Drawing again from the work of Howard Heys we may formulate the initial set up.

Differential cryptanalysis exploits the high probability of certain occurrences of plaintext differences and differences into the last round of the cipher. For example, consider a system with input *X* = [*X*_{1} *X*_{2} ... *X*_{n}] and output **Y** = [*Y*_{1} *Y*_{2} ... *Y*_{n}]. Let two inputs to the system be *X*’ and *X*’’ with the corresponding outputs *Y*’ and *Y*’’, respectively. The input difference is given by **Δ***X* = *X*’ ⊕ *X*’’ where ⊕ represents a bit-wise exclusive-OR of the n-bit vectors and, hence, **Δ***X* = [Δ*X*_{1} Δ*X*_{2} ... Δ*X*_{n}] where Δ*X*_{i} = *X*_{i}’ ⊕ *X*_{i}’’ with *X*_{i}’ and *X*_{i}’’ denoting the *i*^{th} bit of *X*’ and *X*’’ respectively.
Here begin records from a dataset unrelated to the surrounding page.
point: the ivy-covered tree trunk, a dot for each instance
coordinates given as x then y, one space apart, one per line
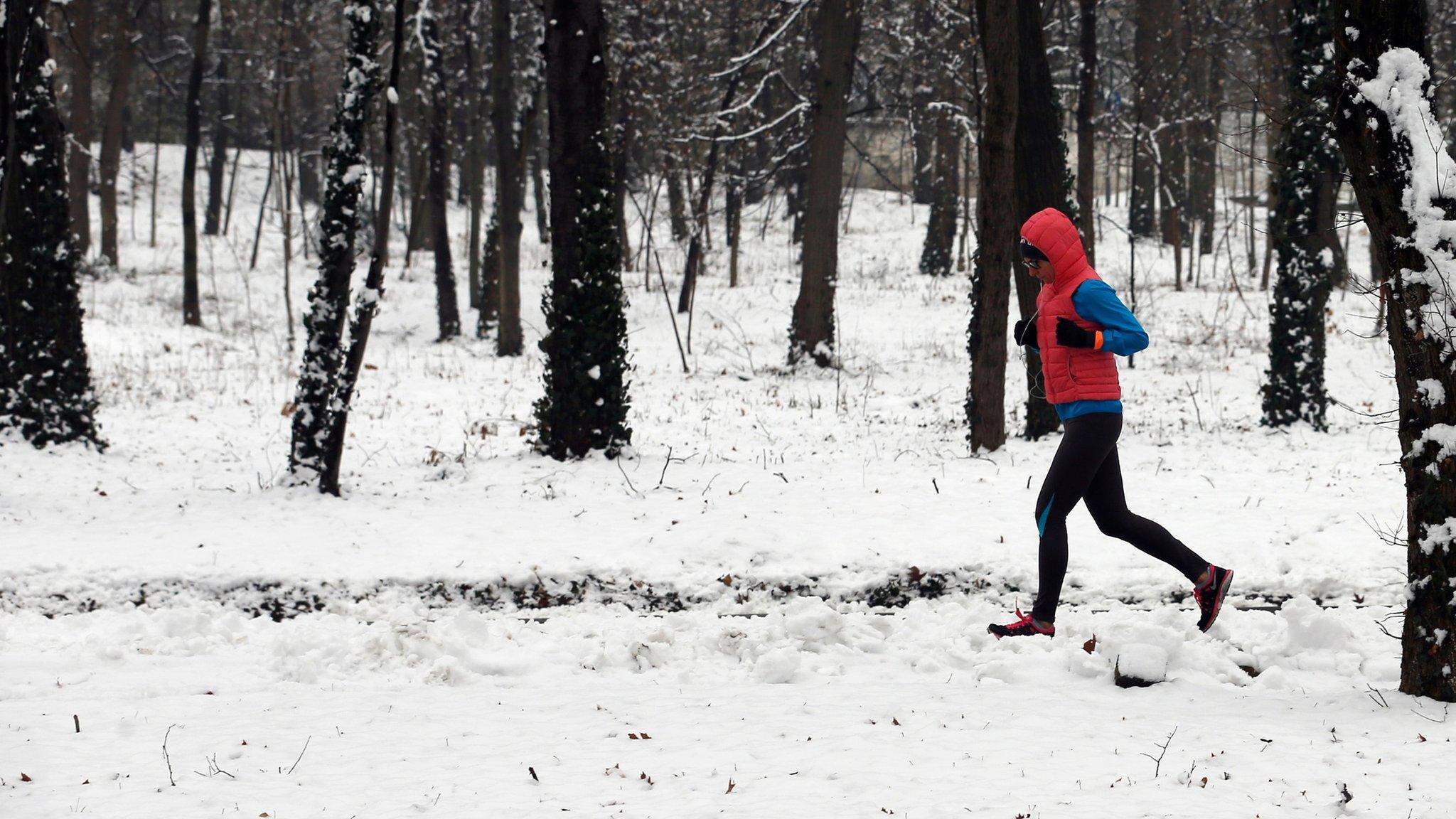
1043 180
46 390
1404 176
510 186
191 299
369 298
836 36
586 344
437 154
329 296
1307 168
990 283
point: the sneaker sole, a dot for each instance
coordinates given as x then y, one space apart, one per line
1218 602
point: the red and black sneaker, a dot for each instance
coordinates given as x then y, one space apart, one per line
1210 595
1025 626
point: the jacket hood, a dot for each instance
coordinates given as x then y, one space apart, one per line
1053 233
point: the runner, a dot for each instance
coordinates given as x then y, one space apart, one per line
1079 327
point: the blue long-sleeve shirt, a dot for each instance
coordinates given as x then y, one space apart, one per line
1121 336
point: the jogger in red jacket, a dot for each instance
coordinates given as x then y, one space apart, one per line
1079 327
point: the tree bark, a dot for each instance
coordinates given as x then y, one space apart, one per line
473 171
836 36
1307 169
676 201
510 191
329 298
946 184
986 338
437 186
586 359
218 168
1043 181
46 390
1086 132
373 291
111 136
191 304
1378 151
83 16
1149 88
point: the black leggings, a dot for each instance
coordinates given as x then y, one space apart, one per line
1085 469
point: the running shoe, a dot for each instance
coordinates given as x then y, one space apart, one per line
1025 626
1210 595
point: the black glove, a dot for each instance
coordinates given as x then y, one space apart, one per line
1025 334
1072 336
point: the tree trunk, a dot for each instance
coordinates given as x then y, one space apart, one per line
111 137
1043 181
1307 169
990 284
191 304
676 201
508 184
329 298
1378 148
537 152
82 15
1086 132
437 186
373 291
733 225
1150 88
1203 134
924 122
939 229
625 132
218 168
473 171
46 390
836 36
586 348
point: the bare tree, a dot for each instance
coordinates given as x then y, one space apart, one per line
191 304
80 38
510 184
1403 177
836 34
112 127
990 283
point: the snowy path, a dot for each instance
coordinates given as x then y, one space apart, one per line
798 710
747 478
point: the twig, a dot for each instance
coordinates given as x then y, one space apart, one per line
300 755
1158 761
670 314
168 756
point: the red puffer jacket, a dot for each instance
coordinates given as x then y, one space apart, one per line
1071 373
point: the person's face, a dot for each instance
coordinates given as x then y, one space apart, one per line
1042 270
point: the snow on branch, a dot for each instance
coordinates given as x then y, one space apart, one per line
737 63
1429 200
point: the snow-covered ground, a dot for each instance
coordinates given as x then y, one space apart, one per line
421 681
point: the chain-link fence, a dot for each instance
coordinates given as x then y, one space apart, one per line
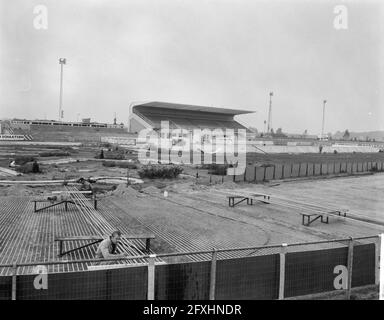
265 272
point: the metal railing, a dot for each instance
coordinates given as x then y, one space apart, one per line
258 272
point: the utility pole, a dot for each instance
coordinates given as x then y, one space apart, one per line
322 127
62 62
270 112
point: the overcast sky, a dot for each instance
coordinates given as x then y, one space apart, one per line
213 53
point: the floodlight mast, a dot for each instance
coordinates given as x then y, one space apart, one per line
62 62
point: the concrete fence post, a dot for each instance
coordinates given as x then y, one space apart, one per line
350 267
377 260
283 251
14 281
212 278
151 277
381 266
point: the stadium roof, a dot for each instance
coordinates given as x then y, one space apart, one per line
178 106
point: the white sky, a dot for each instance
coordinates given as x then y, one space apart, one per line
213 53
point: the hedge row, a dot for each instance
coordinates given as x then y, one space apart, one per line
160 171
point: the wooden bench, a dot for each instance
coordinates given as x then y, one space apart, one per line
249 199
54 203
97 239
323 216
308 217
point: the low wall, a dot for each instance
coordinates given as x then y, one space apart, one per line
261 174
253 276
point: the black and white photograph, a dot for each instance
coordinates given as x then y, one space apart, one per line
204 152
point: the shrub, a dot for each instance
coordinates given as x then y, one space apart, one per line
20 160
160 171
119 164
217 169
54 154
109 163
30 167
114 155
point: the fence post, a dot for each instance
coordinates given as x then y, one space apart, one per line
282 270
377 259
151 277
14 283
350 266
299 169
381 290
212 279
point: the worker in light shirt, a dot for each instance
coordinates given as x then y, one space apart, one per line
107 248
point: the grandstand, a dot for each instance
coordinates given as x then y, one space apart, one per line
51 130
182 116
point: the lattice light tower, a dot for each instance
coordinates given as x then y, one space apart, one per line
62 62
270 113
322 126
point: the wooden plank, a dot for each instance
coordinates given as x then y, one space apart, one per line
76 238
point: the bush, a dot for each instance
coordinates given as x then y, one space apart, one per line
119 164
54 154
160 171
216 169
30 167
114 155
21 160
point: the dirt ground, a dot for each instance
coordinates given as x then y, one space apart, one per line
190 214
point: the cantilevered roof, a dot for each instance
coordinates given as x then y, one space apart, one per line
178 106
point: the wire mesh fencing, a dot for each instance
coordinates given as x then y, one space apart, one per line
266 272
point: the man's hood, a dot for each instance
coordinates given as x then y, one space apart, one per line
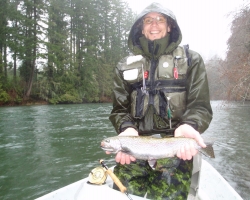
136 30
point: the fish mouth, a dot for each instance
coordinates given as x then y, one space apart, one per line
107 148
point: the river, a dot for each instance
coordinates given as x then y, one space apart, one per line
43 148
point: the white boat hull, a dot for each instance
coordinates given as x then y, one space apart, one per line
212 187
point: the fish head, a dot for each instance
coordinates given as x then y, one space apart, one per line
111 144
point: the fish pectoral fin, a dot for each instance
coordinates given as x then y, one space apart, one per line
208 151
126 150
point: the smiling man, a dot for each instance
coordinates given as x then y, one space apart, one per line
155 26
161 89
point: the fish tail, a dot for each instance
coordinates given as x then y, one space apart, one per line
208 151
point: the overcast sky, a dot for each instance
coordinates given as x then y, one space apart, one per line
205 24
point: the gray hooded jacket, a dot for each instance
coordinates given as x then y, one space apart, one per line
159 102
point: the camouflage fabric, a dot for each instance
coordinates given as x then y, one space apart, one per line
170 179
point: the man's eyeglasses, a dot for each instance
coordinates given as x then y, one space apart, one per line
159 19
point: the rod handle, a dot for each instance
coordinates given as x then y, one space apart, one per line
119 184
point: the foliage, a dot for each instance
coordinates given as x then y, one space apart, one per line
230 78
62 51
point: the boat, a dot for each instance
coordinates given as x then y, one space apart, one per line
212 186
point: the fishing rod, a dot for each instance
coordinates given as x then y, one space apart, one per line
122 188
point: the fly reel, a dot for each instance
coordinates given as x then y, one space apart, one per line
97 176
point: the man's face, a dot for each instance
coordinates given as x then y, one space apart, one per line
155 26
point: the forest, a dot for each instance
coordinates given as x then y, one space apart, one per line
64 51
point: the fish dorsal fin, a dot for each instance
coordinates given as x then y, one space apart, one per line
156 136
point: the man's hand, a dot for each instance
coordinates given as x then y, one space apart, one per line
188 151
124 158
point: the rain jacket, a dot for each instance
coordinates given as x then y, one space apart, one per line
161 85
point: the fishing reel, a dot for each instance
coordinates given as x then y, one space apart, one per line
97 176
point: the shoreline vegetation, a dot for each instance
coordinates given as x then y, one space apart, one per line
65 52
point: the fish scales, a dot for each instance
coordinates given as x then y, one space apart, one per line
148 147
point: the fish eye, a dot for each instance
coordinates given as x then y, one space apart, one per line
107 140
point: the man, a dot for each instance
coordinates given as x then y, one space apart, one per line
161 89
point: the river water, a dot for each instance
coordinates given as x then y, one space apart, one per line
43 148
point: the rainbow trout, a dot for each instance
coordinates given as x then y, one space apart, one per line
151 148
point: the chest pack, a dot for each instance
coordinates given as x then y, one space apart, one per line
161 83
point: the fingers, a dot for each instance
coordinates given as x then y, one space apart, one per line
124 158
200 140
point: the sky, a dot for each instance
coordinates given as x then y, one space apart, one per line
205 24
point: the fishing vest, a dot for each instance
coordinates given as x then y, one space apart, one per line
162 85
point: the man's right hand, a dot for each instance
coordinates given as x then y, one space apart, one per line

Similarly **Δ***Y* = *Y*’ ⊕ *Y*’’ is the output difference and , **Δ***Y* = [Δ*Y*_{1} Δ*Y*_{2} ... Δ*Y*_{n}] where Δ*Y*_{i} = *Y*_{i}’ ⊕ *Y*_{i}’’.

Again analogous to the linear cryptanalysis case an ideally randomising cipher would yield the output difference **Δ***Y* in response to the input difference **Δ***X* with probability ½^{n} where *n* is the number of bits of *X*. This therefore provides a benchmark from which bias can be denoted and hence the information gain of a given approximation can be gleaned.

Referring back to Heys’ work:

Differential cryptanalysis seeks to exploit a scenario where a particular **Δ***Y* occurs given a particular input difference **Δ***X* with a very high probability p_{D} (i.e., much greater than ½^{n}). The pair (**Δ***X*, **Δ***Y*) is referred to as a differential.

The input and output differences of the S-boxes are considered in order to determine a high probability difference pair. Combining S-box difference pairs from round to round so that the nonzero output difference bits from one round correspond to the non-zero input difference bits of the next round, enables us to find a high probability differential consisting of the plaintext difference and the difference of the input to the last round.

The subkey bits of the cipher end up disappearing from the difference expression because they are involved in both data points being differenced.

Given the differences highlighted here the analysis is run in a similar way to linear cryptanalysis with the impact of chained S-Boxes being concatenated. The piling-up lemma can also be applied in an analogous way.

For a more rigorous consideration of linear and differential cryptanalysis see the paper (H. Heys, 2002) which contains several detailed numerical examples.

# References

H. Heys (2002) , A Tutorial on Linear and Differential Cryptanalysis*,* Cryptologia, vol. XXVI, no. 3, pp. 189-221*, *2002.

M. Matsui (1994), *Linear Cryptanalysis Method for DES Cipher*, Advances in Cryptology - EUROCRYPT ’93, Springer-Verlag, pp. 386-397, 1994.